New publication: using integrated computational modeling to improve treatment of metastatic prostate cancer

Quite the title for the post, no? We just had a paper accepted in Nature Scientific Reports entitled Predictive computational modeling to define effective treatment strategies for bone metastatic prostate cancer and we thought we would share the news with you. This paper is part of our ongoing work with the Lynch lab at Moffitt to better understand the evolutionary dynamics of prostate cancer metastases in the bone. Continuing on our previous integrated computational platform [blog, description, paper] we decided to investigate a novel treatment which is not typically used in the clinic: the inhibition of the key signaling molecule TGF-Beta. If you know anything about prostate cancer research you will find TGF-Beta familiar. It has been studied to death and not much of clinical use has ever been found. The issue is that although we know a lot about it, cancer biologists have not found a model to integrate all those findings. We decided to use a computational agent-based model to integrate a lot of what we know of the biology of TGF-Beta in bone metastatic prostate cancer.

We took our previous model and worked carefully to make sure all the cell types responded to TGF-Beta to the best of the cancer biology community’s knowledge. We then went back and forth between this computational model and a mouse model in order to make sure that we could recapitulate TGF-Beta inhibition in the context of both: normal bone and cancerous bone. As you can see in the figure, one advantage of the computational model is that resolution of information about each cell type in any point of the tumor at any stage of the progression.

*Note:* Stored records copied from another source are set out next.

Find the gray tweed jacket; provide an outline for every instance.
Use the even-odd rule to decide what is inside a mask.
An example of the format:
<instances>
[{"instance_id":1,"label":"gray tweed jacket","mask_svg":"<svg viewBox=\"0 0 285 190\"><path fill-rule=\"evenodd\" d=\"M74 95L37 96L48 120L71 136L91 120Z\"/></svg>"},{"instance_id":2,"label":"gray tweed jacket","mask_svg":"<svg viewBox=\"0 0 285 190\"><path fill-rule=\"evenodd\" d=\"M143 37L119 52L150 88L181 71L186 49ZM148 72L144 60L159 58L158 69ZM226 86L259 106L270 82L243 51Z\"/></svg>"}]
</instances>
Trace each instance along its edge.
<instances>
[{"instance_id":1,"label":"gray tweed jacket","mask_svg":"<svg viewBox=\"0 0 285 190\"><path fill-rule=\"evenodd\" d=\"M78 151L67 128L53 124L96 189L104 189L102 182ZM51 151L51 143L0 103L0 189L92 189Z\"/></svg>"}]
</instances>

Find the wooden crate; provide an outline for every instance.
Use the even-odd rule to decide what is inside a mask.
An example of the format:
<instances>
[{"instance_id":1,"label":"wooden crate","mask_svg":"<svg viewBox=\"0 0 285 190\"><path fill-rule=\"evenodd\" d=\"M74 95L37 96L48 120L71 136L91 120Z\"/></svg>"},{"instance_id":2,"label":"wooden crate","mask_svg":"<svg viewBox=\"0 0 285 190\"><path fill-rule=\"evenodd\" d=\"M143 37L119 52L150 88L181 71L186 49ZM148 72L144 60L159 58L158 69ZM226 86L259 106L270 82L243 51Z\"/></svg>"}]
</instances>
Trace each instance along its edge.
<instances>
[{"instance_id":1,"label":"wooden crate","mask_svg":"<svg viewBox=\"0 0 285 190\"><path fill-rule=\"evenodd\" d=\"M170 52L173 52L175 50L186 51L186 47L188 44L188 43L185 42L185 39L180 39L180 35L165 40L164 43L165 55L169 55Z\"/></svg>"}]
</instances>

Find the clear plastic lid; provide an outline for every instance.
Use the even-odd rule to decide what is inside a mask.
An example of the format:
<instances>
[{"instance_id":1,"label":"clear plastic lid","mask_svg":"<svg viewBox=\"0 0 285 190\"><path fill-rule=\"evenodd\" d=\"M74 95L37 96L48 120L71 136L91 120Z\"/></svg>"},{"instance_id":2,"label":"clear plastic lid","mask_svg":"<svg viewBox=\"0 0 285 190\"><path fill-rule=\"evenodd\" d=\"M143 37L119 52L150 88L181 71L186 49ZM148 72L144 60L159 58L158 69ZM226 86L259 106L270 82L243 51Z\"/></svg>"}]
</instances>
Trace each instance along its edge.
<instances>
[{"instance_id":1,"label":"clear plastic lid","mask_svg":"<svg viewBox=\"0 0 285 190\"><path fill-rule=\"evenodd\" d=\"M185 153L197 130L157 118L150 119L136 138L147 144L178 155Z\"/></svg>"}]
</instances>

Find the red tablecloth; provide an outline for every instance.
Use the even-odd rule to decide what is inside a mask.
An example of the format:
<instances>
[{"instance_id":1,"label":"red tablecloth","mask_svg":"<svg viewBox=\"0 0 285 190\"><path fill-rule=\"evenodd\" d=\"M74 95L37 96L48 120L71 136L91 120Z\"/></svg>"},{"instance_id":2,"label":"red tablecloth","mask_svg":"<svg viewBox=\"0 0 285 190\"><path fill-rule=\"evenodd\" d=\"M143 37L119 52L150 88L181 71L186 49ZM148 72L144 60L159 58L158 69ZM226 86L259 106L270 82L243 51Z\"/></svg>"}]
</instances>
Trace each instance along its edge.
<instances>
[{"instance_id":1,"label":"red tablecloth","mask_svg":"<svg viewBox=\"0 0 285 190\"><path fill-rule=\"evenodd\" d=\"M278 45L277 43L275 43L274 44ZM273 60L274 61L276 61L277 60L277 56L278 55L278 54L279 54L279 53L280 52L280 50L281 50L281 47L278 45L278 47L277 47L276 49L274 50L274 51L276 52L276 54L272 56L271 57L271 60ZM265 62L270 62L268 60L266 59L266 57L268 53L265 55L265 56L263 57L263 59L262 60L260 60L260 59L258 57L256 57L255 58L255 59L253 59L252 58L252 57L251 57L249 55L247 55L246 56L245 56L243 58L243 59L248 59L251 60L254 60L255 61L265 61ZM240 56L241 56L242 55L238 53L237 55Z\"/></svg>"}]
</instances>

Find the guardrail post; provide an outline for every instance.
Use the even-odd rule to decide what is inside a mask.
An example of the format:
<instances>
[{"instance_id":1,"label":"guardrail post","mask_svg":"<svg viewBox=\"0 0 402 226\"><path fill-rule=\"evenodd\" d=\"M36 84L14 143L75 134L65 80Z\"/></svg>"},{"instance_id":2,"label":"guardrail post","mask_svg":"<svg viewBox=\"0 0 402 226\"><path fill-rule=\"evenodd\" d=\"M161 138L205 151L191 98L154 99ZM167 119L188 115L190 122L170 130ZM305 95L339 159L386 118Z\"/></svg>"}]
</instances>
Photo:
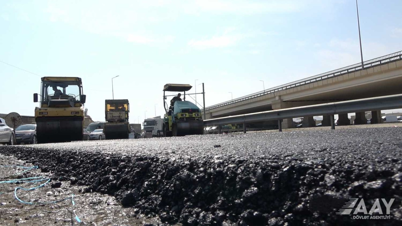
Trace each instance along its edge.
<instances>
[{"instance_id":1,"label":"guardrail post","mask_svg":"<svg viewBox=\"0 0 402 226\"><path fill-rule=\"evenodd\" d=\"M282 120L278 119L278 130L279 132L282 132Z\"/></svg>"},{"instance_id":2,"label":"guardrail post","mask_svg":"<svg viewBox=\"0 0 402 226\"><path fill-rule=\"evenodd\" d=\"M335 129L335 119L334 119L334 115L331 115L330 117L331 118L331 129Z\"/></svg>"}]
</instances>

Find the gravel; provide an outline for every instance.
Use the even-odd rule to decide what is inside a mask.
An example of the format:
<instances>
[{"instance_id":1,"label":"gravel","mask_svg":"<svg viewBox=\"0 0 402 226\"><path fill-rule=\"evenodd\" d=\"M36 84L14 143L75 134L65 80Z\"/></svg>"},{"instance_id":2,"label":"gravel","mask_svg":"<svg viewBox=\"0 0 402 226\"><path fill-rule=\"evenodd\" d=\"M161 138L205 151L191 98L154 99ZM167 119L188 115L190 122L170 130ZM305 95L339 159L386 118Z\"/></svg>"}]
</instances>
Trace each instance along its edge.
<instances>
[{"instance_id":1,"label":"gravel","mask_svg":"<svg viewBox=\"0 0 402 226\"><path fill-rule=\"evenodd\" d=\"M401 225L401 150L400 127L0 146L82 193L189 225ZM390 219L336 214L357 198L395 198Z\"/></svg>"}]
</instances>

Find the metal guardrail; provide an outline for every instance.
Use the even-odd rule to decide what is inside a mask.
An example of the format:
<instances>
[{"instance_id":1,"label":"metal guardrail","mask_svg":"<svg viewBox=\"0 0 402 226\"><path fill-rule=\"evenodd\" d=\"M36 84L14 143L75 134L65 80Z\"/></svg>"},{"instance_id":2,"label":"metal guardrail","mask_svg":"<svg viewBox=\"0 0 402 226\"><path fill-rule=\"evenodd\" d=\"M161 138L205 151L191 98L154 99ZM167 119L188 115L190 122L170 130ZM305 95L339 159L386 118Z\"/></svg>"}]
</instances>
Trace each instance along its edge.
<instances>
[{"instance_id":1,"label":"metal guardrail","mask_svg":"<svg viewBox=\"0 0 402 226\"><path fill-rule=\"evenodd\" d=\"M379 65L386 64L391 62L394 62L402 60L402 51L399 51L393 53L383 56L379 58L374 58L363 62L363 69L367 69L376 67ZM320 74L314 76L298 80L289 83L281 85L269 89L265 90L258 92L256 92L250 95L248 95L241 97L239 97L233 100L229 101L217 105L212 105L205 108L205 110L208 111L214 108L232 104L237 102L242 101L246 100L255 98L264 95L267 95L278 91L281 91L294 87L304 86L307 84L315 82L324 79L330 78L334 78L338 76L355 72L362 70L361 63L356 64L347 67L342 68L335 70L332 70L322 74Z\"/></svg>"},{"instance_id":2,"label":"metal guardrail","mask_svg":"<svg viewBox=\"0 0 402 226\"><path fill-rule=\"evenodd\" d=\"M205 126L402 108L402 94L314 105L204 120Z\"/></svg>"}]
</instances>

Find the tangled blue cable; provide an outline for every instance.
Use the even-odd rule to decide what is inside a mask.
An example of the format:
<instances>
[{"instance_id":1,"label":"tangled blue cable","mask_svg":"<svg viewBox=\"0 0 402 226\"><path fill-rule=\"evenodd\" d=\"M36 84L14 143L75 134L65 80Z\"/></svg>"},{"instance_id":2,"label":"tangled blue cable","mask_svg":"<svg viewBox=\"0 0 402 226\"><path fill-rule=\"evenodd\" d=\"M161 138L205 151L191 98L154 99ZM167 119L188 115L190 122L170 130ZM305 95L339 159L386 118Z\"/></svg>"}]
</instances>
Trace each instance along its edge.
<instances>
[{"instance_id":1,"label":"tangled blue cable","mask_svg":"<svg viewBox=\"0 0 402 226\"><path fill-rule=\"evenodd\" d=\"M14 165L11 165L11 166L0 166L2 167L17 167L17 168L23 168L23 169L27 169L25 170L25 171L22 171L22 172L21 172L21 173L18 173L18 174L22 174L23 173L25 173L26 172L29 171L30 170L31 170L32 169L37 169L38 168L37 166L31 166L30 167L27 167L27 166L14 166Z\"/></svg>"},{"instance_id":2,"label":"tangled blue cable","mask_svg":"<svg viewBox=\"0 0 402 226\"><path fill-rule=\"evenodd\" d=\"M27 171L28 171L31 170L32 169L34 169L34 169L37 169L37 168L38 168L38 166L32 166L32 167L27 167L27 166L2 166L2 167L19 167L19 168L23 168L27 169L25 170L25 171L23 171L23 172L22 172L21 173L21 173L21 174L23 173L25 173L25 172L27 172ZM64 199L60 199L60 200L55 200L55 201L49 201L40 202L38 202L37 203L26 202L25 201L23 201L23 200L21 200L21 199L20 199L20 198L18 197L18 196L17 196L17 191L18 190L18 189L21 189L21 190L23 190L24 191L33 191L33 190L35 190L35 189L37 189L38 188L40 188L41 187L42 187L44 186L47 183L48 183L49 182L50 182L50 181L51 180L51 179L50 179L50 178L46 178L44 177L43 177L43 176L34 177L28 177L28 178L21 178L21 179L12 179L12 180L10 180L9 181L0 181L0 184L1 184L1 183L16 183L16 182L24 182L24 183L37 183L37 182L40 182L43 181L46 181L44 183L43 183L43 184L41 184L39 185L39 186L36 186L36 187L31 187L31 188L23 188L23 187L16 187L14 189L14 196L15 197L15 199L17 199L17 200L18 200L18 201L19 201L21 203L25 203L25 204L29 204L29 205L35 205L35 204L54 204L54 203L57 203L58 202L62 202L62 201L66 201L66 200L69 200L69 199L71 199L71 202L72 202L72 205L73 205L73 212L74 213L74 215L75 215L75 219L76 219L76 220L78 223L81 223L81 220L80 219L80 218L79 218L78 216L77 215L77 214L76 214L75 210L74 209L74 206L75 205L75 202L74 201L74 194L72 194L71 195L71 196L70 196L70 197L67 197L66 198L64 198ZM0 193L0 194L2 194L2 193Z\"/></svg>"}]
</instances>

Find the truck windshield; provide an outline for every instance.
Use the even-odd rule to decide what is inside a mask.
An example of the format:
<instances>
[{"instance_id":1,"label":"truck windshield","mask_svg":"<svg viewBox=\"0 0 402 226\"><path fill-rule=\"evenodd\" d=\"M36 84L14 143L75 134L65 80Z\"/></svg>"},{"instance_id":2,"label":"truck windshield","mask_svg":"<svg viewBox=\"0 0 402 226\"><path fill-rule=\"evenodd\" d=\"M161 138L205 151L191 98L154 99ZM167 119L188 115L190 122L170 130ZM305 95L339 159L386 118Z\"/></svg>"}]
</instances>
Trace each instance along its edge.
<instances>
[{"instance_id":1,"label":"truck windshield","mask_svg":"<svg viewBox=\"0 0 402 226\"><path fill-rule=\"evenodd\" d=\"M155 121L146 121L144 122L144 126L155 125Z\"/></svg>"},{"instance_id":2,"label":"truck windshield","mask_svg":"<svg viewBox=\"0 0 402 226\"><path fill-rule=\"evenodd\" d=\"M107 104L107 111L128 111L127 104Z\"/></svg>"}]
</instances>

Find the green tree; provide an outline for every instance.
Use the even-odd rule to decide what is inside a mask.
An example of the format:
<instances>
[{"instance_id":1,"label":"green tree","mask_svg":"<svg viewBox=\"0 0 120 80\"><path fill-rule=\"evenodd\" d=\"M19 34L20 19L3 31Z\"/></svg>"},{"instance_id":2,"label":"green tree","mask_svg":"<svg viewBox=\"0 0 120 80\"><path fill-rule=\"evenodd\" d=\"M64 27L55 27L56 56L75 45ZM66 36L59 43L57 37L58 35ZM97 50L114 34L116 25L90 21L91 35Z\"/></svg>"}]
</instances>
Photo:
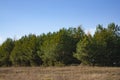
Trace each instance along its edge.
<instances>
[{"instance_id":1,"label":"green tree","mask_svg":"<svg viewBox=\"0 0 120 80\"><path fill-rule=\"evenodd\" d=\"M14 41L10 38L0 46L0 66L11 66L9 57L13 48Z\"/></svg>"}]
</instances>

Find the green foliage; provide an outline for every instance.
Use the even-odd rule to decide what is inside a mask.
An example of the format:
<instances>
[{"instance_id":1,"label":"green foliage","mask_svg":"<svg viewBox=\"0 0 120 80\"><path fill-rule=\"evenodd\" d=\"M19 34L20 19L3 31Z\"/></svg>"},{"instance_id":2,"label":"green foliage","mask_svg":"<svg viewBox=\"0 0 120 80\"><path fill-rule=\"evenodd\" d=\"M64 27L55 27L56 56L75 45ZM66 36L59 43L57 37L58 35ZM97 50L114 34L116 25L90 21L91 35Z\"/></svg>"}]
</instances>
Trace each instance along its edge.
<instances>
[{"instance_id":1,"label":"green foliage","mask_svg":"<svg viewBox=\"0 0 120 80\"><path fill-rule=\"evenodd\" d=\"M10 66L11 65L9 56L10 56L13 48L14 48L14 41L10 38L8 38L0 46L0 66Z\"/></svg>"},{"instance_id":2,"label":"green foliage","mask_svg":"<svg viewBox=\"0 0 120 80\"><path fill-rule=\"evenodd\" d=\"M114 23L109 24L107 28L98 25L93 37L85 36L77 44L74 56L84 64L120 66L119 40Z\"/></svg>"},{"instance_id":3,"label":"green foliage","mask_svg":"<svg viewBox=\"0 0 120 80\"><path fill-rule=\"evenodd\" d=\"M120 66L120 35L114 23L98 25L95 34L78 28L19 40L8 38L0 46L0 66L65 66L80 64Z\"/></svg>"}]
</instances>

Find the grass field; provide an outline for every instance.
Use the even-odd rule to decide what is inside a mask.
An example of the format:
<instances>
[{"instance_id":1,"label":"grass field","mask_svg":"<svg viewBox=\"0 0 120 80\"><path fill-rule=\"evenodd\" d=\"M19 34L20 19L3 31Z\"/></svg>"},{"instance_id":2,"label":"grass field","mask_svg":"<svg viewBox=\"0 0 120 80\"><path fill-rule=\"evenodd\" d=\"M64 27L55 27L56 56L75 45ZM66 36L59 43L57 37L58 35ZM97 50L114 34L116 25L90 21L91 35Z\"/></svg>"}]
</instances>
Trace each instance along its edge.
<instances>
[{"instance_id":1,"label":"grass field","mask_svg":"<svg viewBox=\"0 0 120 80\"><path fill-rule=\"evenodd\" d=\"M120 68L7 67L0 68L0 80L120 80Z\"/></svg>"}]
</instances>

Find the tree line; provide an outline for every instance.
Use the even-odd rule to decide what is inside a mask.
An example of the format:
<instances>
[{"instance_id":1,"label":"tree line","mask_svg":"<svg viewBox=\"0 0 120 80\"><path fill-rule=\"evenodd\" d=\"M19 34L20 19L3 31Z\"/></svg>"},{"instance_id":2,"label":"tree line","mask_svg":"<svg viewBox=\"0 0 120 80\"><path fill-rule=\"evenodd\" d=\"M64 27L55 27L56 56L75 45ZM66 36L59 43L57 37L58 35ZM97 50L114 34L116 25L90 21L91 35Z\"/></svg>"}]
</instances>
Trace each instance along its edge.
<instances>
[{"instance_id":1,"label":"tree line","mask_svg":"<svg viewBox=\"0 0 120 80\"><path fill-rule=\"evenodd\" d=\"M94 35L85 34L81 26L62 28L19 40L7 38L0 45L0 66L65 66L84 64L120 66L118 25L96 27Z\"/></svg>"}]
</instances>

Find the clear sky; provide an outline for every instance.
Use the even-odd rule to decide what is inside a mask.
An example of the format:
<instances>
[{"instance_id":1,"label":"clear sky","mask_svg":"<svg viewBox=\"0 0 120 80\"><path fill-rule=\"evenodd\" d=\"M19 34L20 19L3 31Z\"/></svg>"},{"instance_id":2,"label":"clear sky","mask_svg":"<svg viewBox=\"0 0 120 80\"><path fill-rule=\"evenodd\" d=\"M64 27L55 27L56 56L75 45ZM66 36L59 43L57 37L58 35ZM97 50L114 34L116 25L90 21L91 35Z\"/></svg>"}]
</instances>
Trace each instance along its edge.
<instances>
[{"instance_id":1,"label":"clear sky","mask_svg":"<svg viewBox=\"0 0 120 80\"><path fill-rule=\"evenodd\" d=\"M0 43L79 25L93 34L111 22L120 25L120 0L0 0Z\"/></svg>"}]
</instances>

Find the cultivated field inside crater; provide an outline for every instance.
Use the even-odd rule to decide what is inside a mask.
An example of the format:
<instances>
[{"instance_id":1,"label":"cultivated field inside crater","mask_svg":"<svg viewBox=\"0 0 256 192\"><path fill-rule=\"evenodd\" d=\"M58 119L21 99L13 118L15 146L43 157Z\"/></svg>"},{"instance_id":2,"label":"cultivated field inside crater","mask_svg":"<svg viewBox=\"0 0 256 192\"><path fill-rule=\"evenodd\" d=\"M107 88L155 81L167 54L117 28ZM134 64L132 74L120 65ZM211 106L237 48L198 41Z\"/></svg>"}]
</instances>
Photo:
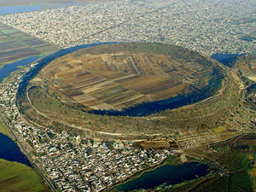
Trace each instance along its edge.
<instances>
[{"instance_id":1,"label":"cultivated field inside crater","mask_svg":"<svg viewBox=\"0 0 256 192\"><path fill-rule=\"evenodd\" d=\"M52 61L34 82L46 83L64 102L103 110L122 110L207 86L216 63L189 50L177 55L172 49L158 44L84 49Z\"/></svg>"}]
</instances>

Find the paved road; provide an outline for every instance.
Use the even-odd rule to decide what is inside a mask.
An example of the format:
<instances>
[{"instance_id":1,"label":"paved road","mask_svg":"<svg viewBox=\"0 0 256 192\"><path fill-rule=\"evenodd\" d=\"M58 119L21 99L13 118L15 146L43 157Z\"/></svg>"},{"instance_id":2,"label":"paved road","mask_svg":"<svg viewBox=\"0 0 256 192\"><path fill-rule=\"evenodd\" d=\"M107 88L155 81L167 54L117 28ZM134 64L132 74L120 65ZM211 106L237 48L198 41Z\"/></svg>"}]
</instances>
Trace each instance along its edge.
<instances>
[{"instance_id":1,"label":"paved road","mask_svg":"<svg viewBox=\"0 0 256 192\"><path fill-rule=\"evenodd\" d=\"M38 172L41 175L41 177L44 178L44 180L46 182L46 183L49 185L49 187L51 189L52 191L57 192L55 186L50 183L50 181L48 179L48 177L44 174L40 167L38 166L38 165L34 162L34 160L30 157L29 154L26 152L21 143L19 141L15 134L13 132L12 129L9 127L9 124L5 121L4 118L2 116L2 113L0 112L0 116L4 124L6 125L7 128L10 131L11 135L14 137L15 142L19 144L19 146L21 148L23 154L26 156L32 166L38 171Z\"/></svg>"}]
</instances>

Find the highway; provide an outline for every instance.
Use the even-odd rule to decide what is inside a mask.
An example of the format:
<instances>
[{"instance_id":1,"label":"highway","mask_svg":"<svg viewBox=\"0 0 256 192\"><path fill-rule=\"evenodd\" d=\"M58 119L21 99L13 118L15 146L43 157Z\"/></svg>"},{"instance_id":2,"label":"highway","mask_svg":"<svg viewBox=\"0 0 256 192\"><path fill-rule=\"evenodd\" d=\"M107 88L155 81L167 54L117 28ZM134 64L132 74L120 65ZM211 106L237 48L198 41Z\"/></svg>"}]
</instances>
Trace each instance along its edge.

This information can be contrasted with the relatively scarce experimental one to asses whether there are disagreements that need to be resolved.

Another advantage of the computational model is that, even if it is relatively complex like this one, it can test hypothesis at a much faster rate, for longer periods of time (and in a much cheaper and humane fashion) than mouse models. This allowed us to explore all kinds of schemes for the application of the TGF-Beta inhibitor. Once something promising is found we can then test those schemes experimentally to see how they fare with the mouse model.

What we found is that pre-application of the inhibitor is a much better option than application once the metastasis has established itself in the bone. What this could mean to a potential patient using a TGF-Beta inhibitor (which as said, is not a clinical option at the moment) is that we could give these treatments after the primary tumor has been identified in the prostate but before metastases have been found. It is important to understand though that this is the result of basic research and that this conclusion will have to remain hypothetical while we find how move our approach from a pre-clinical model to a clinical one. More importantly, what we have shown is that the integration of various sources of experimental data into a purposely made mechanistic mathematical model with the right amount of complexity (not too simple, not too complex) allows us to identify and explore novel treatments in ways (and at speeds) that would not be possible otherwise.